Cao Ping, Acharya Ganesh, Salumets Andres, Zamani Esteki Masoud
Department of Clinical Genetics, Maastricht University Medical Center+ (MUMC+), Maastricht, The Netherlands.
Department of Genetics and Cell Biology, GROW Research Institute for Oncology and Reproduction, Faculty of Health, Medicine and Life Sciences (FHML), Maastricht University, Maastricht, The Netherlands.
Acta Obstet Gynecol Scand. 2025 Jan;104(1):6-12. doi: 10.1111/aogs.14989. Epub 2024 Oct 28.
We evaluated the efficacy of large language models (LLMs), specifically, generative pre-trained transformer-4 (GPT-4), in predicting pregnancy following in vitro fertilization (IVF) treatment and compared its accuracy with results from an original published study. Our findings revealed that GPT-4 can autonomously develop and refine advanced machine learning models for pregnancy prediction with minimal human intervention. The prediction accuracy was 0.79, and the area under the receiver operating characteristic curve (AUROC) was 0.89, exceeding or being at least equivalent to the metrics reported in the original study, that is, 0.78 for accuracy and 0.87 for AUROC. The results suggest that LLMs can facilitate data processing, optimize machine learning models in predicting IVF success rates, and provide data interpretation methods. This capacity can help bridge the knowledge gap between data scientists and medical personnel to solve the most pressing clinical challenges. However, more experiments on diverse and larger datasets are needed to validate and promote broader applications of LLMs in assisted reproduction.

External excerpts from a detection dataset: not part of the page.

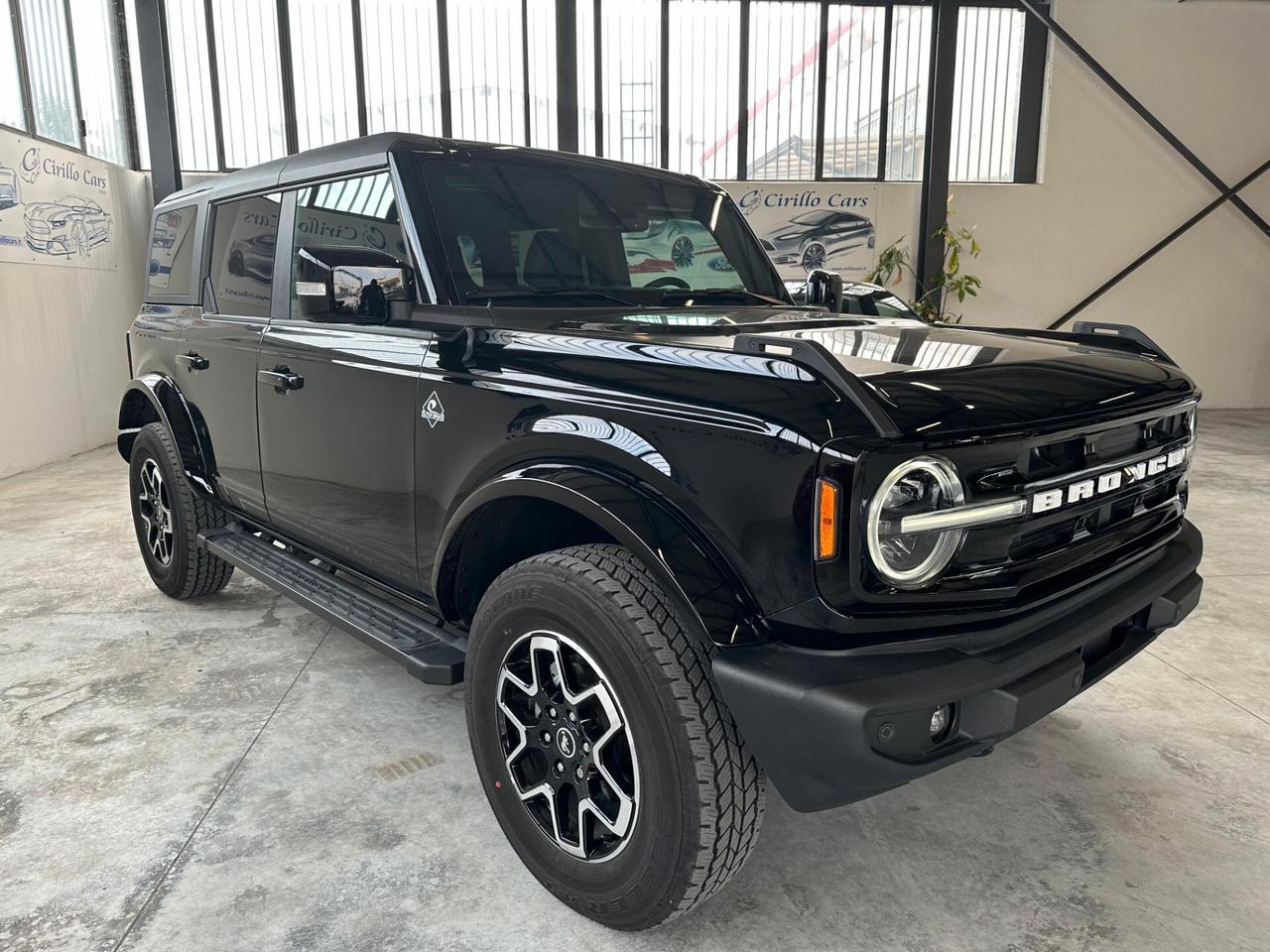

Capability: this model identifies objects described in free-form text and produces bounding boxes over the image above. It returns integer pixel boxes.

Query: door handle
[255,367,305,394]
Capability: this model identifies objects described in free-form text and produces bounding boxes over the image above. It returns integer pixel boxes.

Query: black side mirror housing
[807,268,842,313]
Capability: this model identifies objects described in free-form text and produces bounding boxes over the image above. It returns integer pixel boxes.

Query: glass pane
[164,0,217,172]
[0,8,27,130]
[149,205,195,295]
[362,0,441,136]
[71,0,128,165]
[448,0,525,145]
[525,0,560,149]
[19,0,78,146]
[290,0,358,149]
[126,0,148,169]
[209,194,281,317]
[670,0,740,178]
[747,3,821,178]
[599,0,662,165]
[291,173,414,323]
[422,156,782,305]
[825,4,886,178]
[212,0,287,169]
[886,6,931,181]
[949,6,1028,181]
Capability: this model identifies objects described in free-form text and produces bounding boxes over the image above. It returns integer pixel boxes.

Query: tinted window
[423,156,785,305]
[209,194,282,317]
[147,205,194,298]
[291,173,414,323]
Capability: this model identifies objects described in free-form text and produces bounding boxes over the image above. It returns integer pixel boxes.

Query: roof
[158,132,715,208]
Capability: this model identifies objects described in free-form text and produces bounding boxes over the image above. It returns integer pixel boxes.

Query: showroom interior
[0,0,1270,952]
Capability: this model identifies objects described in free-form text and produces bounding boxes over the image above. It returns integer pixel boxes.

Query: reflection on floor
[0,413,1270,952]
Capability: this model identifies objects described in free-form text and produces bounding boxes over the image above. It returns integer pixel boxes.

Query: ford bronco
[118,135,1202,929]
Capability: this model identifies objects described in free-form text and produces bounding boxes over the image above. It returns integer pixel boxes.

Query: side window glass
[146,205,195,295]
[210,194,282,318]
[291,173,414,323]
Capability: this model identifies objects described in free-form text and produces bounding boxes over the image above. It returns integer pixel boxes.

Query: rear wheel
[128,422,234,598]
[466,545,763,929]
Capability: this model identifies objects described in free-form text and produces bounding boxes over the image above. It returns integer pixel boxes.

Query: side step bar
[198,526,464,684]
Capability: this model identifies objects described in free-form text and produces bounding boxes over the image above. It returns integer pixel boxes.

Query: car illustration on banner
[0,165,22,212]
[228,234,274,285]
[763,209,876,272]
[622,218,708,271]
[24,195,110,258]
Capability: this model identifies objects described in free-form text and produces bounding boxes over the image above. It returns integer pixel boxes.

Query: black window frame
[141,196,207,304]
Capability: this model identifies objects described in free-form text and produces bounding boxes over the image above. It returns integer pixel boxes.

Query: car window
[291,173,414,323]
[423,158,785,305]
[146,205,195,298]
[209,193,282,318]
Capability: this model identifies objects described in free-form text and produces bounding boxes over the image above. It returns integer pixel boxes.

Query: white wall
[0,145,151,477]
[879,0,1270,408]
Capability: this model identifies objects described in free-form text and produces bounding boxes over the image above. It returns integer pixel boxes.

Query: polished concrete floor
[0,413,1270,952]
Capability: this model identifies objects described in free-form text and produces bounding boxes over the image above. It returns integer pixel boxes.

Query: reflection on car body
[763,209,875,272]
[24,195,110,255]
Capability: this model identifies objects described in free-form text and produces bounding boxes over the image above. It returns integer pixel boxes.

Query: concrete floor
[0,413,1270,952]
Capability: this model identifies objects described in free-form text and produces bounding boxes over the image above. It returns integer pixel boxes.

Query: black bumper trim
[713,523,1203,812]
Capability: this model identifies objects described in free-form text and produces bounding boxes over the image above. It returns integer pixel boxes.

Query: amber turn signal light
[816,479,838,561]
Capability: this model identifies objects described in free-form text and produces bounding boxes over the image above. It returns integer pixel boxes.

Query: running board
[198,527,464,684]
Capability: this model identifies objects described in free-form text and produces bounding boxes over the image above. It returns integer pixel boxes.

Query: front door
[257,173,430,589]
[184,194,281,518]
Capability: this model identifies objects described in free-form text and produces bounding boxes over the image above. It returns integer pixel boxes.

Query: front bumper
[713,523,1203,812]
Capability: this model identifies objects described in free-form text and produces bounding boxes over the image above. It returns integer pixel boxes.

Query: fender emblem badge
[419,391,445,429]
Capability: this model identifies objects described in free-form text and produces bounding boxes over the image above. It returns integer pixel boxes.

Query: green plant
[867,207,983,323]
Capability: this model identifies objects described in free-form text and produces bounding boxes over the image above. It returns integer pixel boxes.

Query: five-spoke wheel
[137,458,172,565]
[495,631,639,862]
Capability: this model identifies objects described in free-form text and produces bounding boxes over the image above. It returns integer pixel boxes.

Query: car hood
[554,308,1197,438]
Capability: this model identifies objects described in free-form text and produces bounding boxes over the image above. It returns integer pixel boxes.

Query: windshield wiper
[463,287,649,307]
[661,289,789,307]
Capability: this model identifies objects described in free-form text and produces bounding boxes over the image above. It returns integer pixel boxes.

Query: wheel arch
[432,466,765,644]
[115,373,214,495]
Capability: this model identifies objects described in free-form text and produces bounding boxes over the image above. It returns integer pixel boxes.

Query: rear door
[255,172,431,589]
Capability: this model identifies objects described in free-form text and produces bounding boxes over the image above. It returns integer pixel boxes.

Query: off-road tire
[128,422,234,599]
[466,544,765,930]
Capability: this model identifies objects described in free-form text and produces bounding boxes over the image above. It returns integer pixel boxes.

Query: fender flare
[432,463,767,645]
[115,373,216,496]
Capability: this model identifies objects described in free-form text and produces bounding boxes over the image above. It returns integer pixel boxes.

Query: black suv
[118,135,1201,929]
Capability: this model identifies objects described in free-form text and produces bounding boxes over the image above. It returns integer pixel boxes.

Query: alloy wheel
[671,235,698,269]
[137,458,172,565]
[495,631,639,862]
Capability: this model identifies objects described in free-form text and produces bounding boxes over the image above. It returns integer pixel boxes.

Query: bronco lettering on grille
[1028,447,1190,514]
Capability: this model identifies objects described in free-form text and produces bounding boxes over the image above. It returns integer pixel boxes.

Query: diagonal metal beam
[1049,159,1270,330]
[1019,0,1270,237]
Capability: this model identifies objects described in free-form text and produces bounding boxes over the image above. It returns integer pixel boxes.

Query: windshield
[423,155,789,308]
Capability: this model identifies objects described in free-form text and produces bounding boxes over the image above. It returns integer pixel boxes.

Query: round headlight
[866,456,965,589]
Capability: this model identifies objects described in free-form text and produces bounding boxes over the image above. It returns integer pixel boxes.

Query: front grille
[860,403,1194,603]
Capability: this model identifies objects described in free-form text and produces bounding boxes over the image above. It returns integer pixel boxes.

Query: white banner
[720,181,879,281]
[0,132,118,271]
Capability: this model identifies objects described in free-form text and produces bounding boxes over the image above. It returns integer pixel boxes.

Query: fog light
[931,704,952,740]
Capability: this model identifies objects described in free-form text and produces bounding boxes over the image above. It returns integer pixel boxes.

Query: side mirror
[807,268,842,313]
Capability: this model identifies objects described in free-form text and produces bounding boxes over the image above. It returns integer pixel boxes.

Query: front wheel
[466,544,763,929]
[128,422,234,598]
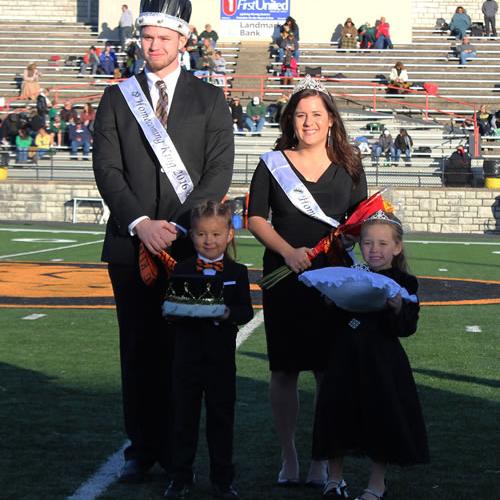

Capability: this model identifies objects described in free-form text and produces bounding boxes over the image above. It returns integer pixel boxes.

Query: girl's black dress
[313,269,429,465]
[248,156,367,372]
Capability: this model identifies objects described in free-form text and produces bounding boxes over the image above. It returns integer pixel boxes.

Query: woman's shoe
[306,460,328,488]
[276,467,300,486]
[354,488,387,500]
[323,479,351,498]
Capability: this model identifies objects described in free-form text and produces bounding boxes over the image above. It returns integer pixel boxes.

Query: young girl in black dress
[165,201,253,500]
[313,211,429,500]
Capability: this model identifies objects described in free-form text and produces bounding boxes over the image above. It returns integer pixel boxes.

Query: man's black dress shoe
[164,480,193,498]
[212,484,240,500]
[118,459,151,483]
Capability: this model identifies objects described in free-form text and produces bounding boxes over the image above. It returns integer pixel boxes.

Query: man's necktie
[155,80,168,129]
[196,259,224,273]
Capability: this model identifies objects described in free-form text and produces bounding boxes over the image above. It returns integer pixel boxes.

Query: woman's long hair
[274,89,363,185]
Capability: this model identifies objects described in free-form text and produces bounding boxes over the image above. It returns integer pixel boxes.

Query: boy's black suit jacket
[93,71,234,264]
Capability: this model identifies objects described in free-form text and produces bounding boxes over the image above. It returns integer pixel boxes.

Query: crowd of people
[0,99,95,163]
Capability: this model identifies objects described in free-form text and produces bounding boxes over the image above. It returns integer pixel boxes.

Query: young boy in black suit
[165,201,253,499]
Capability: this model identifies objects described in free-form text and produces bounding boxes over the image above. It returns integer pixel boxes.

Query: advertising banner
[220,0,291,40]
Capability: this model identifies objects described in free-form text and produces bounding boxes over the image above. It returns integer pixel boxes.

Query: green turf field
[0,224,500,500]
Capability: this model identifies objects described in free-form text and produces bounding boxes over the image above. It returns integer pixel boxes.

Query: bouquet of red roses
[257,189,392,289]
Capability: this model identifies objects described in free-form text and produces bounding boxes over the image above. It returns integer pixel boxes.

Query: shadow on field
[413,368,500,388]
[0,363,124,500]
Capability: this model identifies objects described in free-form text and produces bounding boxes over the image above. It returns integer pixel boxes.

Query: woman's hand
[387,293,403,314]
[283,247,311,274]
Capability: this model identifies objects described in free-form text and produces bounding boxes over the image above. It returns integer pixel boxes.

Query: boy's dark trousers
[172,319,237,485]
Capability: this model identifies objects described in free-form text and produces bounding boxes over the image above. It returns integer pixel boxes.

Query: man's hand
[135,219,177,255]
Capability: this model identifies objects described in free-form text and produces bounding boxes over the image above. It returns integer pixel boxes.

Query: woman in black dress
[249,76,367,485]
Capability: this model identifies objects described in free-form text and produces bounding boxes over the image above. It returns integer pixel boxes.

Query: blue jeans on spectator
[460,52,477,66]
[16,148,28,163]
[372,144,395,163]
[394,148,411,163]
[71,141,90,158]
[245,116,266,133]
[35,149,49,160]
[373,35,393,49]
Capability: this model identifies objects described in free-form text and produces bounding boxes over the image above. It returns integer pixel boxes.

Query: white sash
[118,76,193,203]
[260,151,340,227]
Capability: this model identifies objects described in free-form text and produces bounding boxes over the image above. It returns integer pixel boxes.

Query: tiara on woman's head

我们评估了大语言模型(LLMs),特别是生成式预训练变换器-4(GPT-4)在预测体外受精(IVF)治疗后妊娠情况方面的功效,并将其准确性与一项已发表的原始研究结果进行了比较。我们的研究结果显示,GPT-4能够在极少人工干预的情况下自主开发并完善用于妊娠预测的先进机器学习模型。预测准确率为0.79,受试者工作特征曲线下面积(AUROC)为0.89,超过或至少等同于原始研究报告的指标,即准确率为0.78,AUROC为0.87。结果表明,大语言模型能够促进数据处理,优化预测IVF成功率的机器学习模型,并提供数据解读方法。这种能力有助于弥合数据科学家和医务人员之间的知识差距,以解决最紧迫的临床挑战。然而,需要在更多样化且更大的数据集上进行更多实验,以验证并推广LLMs在辅助生殖中的更广泛应用。